The Next Year Will Surprise All of Us in at Least One Way or Another
It’s that time of year again, when experts from across the cybersecurity field postulate about what the next 365 days will bring in terms of risks, trends, and innovations. For my part, I’ll focus on risks, with an emphasis on the threat dynamic.
Let’s start off on a couple positive notes:
1) The U.S. electric grid will not go down. Despite all of the fear, uncertainty, and doubt being spewed around about the security and resiliency of the U.S. electric grid, especially in the face of increasingly aggressive threats, no Americans will lose power for a single minute in 2019 due to a cyber attack. This prediction, if true, is sure to disappoint opportunistic vendors who rely on hyped-up rhetoric to generate demand for their products. Nevertheless, my experience with electric utilities in North America gives me great confidence in the resilience of our grid. This is not to say that electric utilities will not continue to face an onslaught of malicious activity – indeed they no doubt will. Nation-states with strategic geopolitical equities at stake will continue to conduct remote reconnaissance and other preparatory operations aimed at the energy sector writ large. Likewise, less strategic owners and operators of critical infrastructure will remain the most vulnerable to disruptive and even destructive malware. But thankfully, 2019 will not experience the rolling blackouts that so many have predicted in years past.
2) After a few years of grappling with the problem of ICS security from the shop floor to the top floor, there is growing consensus on the subject of governance. In 2019, more organizations than ever before will consolidate responsibility for both IT and OT security and elevate the Board’s visibility. It’ll be difficult to prove or disprove this prediction at year’s end, but if my recent conversations with CISOs and Directors are any indication, then this one is a slam dunk. As the technical gap between IT and OT continues to shrink, so too should the policy, management, and even budget gap. Consolidating governance responsibilities has the potential to streamline security operations, optimize human resource allocation, and scale both monitoring and incident response capabilities across a distributed enterprise. It also lays the foundation for cross-training security professionals in both disciplines, thereby addressing a skills gap that plagues many organizations with large ICS footprints. By elevating OT security to the C-suite, it will finally receive the attention it deserves from other risk management stakeholders.

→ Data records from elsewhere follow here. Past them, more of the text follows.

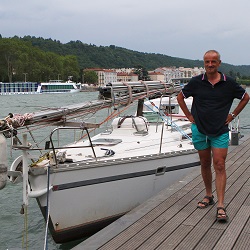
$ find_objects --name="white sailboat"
[0,81,200,243]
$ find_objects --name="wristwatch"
[230,113,236,119]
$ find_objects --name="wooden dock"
[74,137,250,250]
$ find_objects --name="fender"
[0,133,8,189]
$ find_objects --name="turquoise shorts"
[191,124,229,150]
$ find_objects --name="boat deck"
[74,137,250,250]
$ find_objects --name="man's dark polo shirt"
[182,72,246,136]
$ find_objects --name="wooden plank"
[214,206,250,250]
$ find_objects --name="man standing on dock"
[177,50,249,222]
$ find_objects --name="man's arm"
[226,93,250,124]
[177,92,194,123]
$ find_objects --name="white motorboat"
[0,80,80,95]
[0,82,200,243]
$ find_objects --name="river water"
[0,89,250,250]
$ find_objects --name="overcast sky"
[0,0,250,66]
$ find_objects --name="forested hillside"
[0,36,250,81]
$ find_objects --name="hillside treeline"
[0,36,250,81]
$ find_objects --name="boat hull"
[29,150,200,243]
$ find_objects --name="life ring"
[8,155,23,184]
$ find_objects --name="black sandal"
[216,207,228,222]
[197,195,214,209]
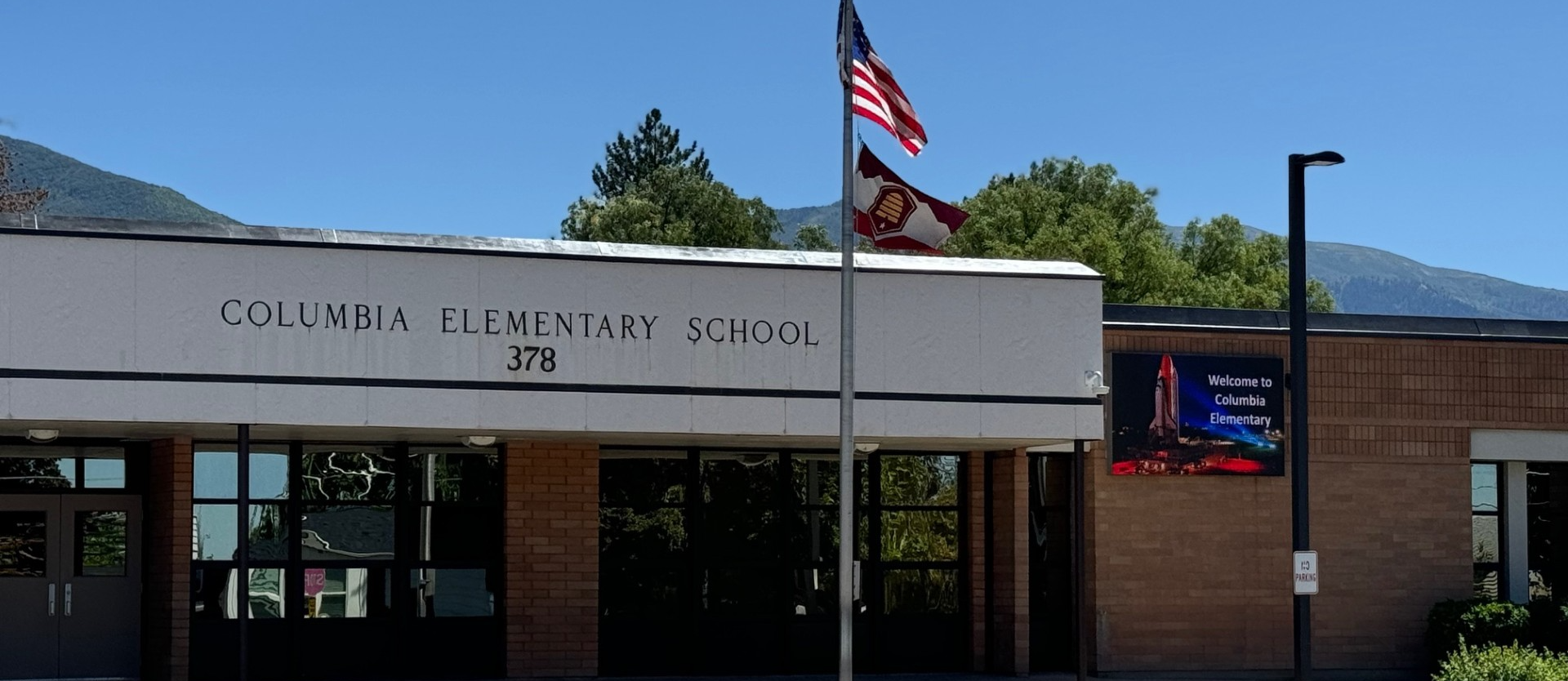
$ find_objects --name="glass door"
[0,494,141,679]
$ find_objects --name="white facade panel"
[0,230,1102,444]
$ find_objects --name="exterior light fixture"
[27,430,60,444]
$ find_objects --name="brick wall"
[141,438,193,681]
[505,441,599,678]
[988,449,1029,676]
[1088,330,1568,671]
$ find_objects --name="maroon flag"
[854,146,969,252]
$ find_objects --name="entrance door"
[0,494,141,679]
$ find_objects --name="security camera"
[1084,372,1110,395]
[27,429,60,444]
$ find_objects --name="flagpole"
[839,0,859,681]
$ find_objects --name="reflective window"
[191,567,238,620]
[702,568,779,615]
[303,567,392,620]
[1526,463,1568,601]
[599,452,692,507]
[82,458,126,490]
[880,455,958,505]
[417,505,501,560]
[0,510,49,577]
[1471,463,1502,598]
[300,446,397,501]
[409,568,496,616]
[0,444,126,492]
[789,509,871,563]
[883,570,958,615]
[251,447,288,499]
[249,504,288,560]
[1471,463,1498,513]
[249,568,288,620]
[408,449,505,504]
[702,453,781,562]
[300,505,397,560]
[599,554,688,620]
[881,510,958,562]
[0,446,77,491]
[75,511,126,577]
[791,453,867,505]
[191,443,505,678]
[191,504,240,560]
[791,568,861,616]
[191,449,240,499]
[599,451,968,674]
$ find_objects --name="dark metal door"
[58,496,141,679]
[0,494,61,679]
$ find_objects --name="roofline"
[0,213,1104,281]
[1102,303,1568,344]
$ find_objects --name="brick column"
[988,449,1029,676]
[964,452,988,671]
[505,441,599,678]
[141,436,194,681]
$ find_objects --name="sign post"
[1290,551,1317,596]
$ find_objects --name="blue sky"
[0,0,1568,289]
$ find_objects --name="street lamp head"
[1290,150,1345,165]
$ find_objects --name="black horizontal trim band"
[0,369,1101,407]
[1104,322,1568,345]
[0,228,1106,281]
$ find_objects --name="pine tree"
[593,109,714,199]
[0,141,47,213]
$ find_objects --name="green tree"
[791,225,839,251]
[0,137,49,213]
[561,167,782,248]
[944,157,1333,310]
[593,109,714,199]
[1173,215,1334,312]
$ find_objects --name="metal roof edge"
[0,213,1104,279]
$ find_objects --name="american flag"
[839,0,925,155]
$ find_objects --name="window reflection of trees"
[599,449,963,671]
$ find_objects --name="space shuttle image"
[1149,354,1181,446]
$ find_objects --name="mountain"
[0,135,238,225]
[777,203,1568,320]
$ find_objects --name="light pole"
[1290,150,1345,681]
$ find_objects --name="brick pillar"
[964,452,987,671]
[141,436,194,681]
[505,441,599,678]
[988,449,1029,676]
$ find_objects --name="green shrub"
[1527,601,1568,652]
[1433,643,1568,681]
[1427,598,1532,662]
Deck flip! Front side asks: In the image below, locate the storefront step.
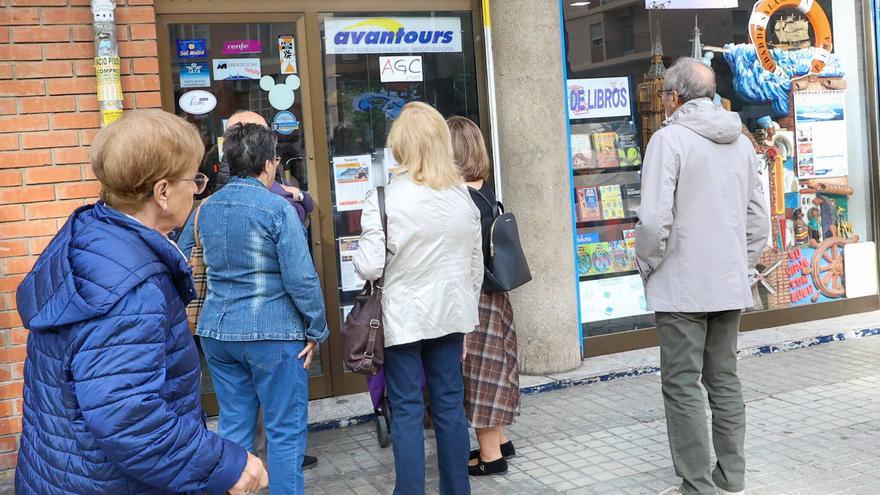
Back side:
[208,311,880,431]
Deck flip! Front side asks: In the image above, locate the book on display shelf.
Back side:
[617,124,642,167]
[571,134,596,170]
[593,131,620,168]
[599,184,625,220]
[620,183,642,217]
[575,187,602,222]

3) On a less optimistic note, ransomware will shift from data to operations. Ransomware is a threat that dates back nearly a decade, but the frequency and scale of attacks has skyrocketed in recent years. To date, however, hackers have employed these tactics to hold data at risk with the hope of extorting a payment in return for the promise of decryption. For some criminals, it has proven to be a lucrative trade. What concerns me moving forward is the degree to which industrial networks are now accessible to these same actors thanks to the rapid conversion of IT business networks and OT industrial networks. Consider what an advanced manufacturer operating on thin margins and tight timelines might pay to prevent a hacker from disrupting their operations. For this reason, I would expect cyber criminals to shift their tactics to holding operations at risk with the hope of extracting funds from the victim. To avoid this fate, owners and operators of industrial control systems must prioritize network segmentation in the New Year. Doing so will markedly reduce their risk to both targeted and non-targeted attacks.
4) Legislation and regulation will play catch-up. This last prediction is a bit more neutral than the previous three but equally significant. In 2018, policymakers in the U.S. and abroad were more active than ever before with holding hearings, crafting legislation, and promulgating regulations related to cybersecurity. In the wake of numerous security incidents at internet giants like Facebook and Google, not to mention high-profile hearings about the tech sector’s data collection policies and practices, it’s hard to imagine the next Congress not taking up privacy legislation along the lines of GDPR. This will have direct implications for companies, including ICS asset owners, and could impact other risk management priorities. Nevertheless, we shouldn’t expect the policy dialogue to end at data privacy. A recent report from the Government Accountability Office on pipeline security is likely to draw the attention of lawmakers and regulators alike who are increasingly more educated on the topic of ICS and SCADA security.
With two positive, one negative, and one neutral prediction, I’m optimistic about ushering in 2019. One thing is for sure: the next year will surprise all of us in at least one way or another. How we deal with these surprises, both individually and collectively, will, in the end, define the next twelve months.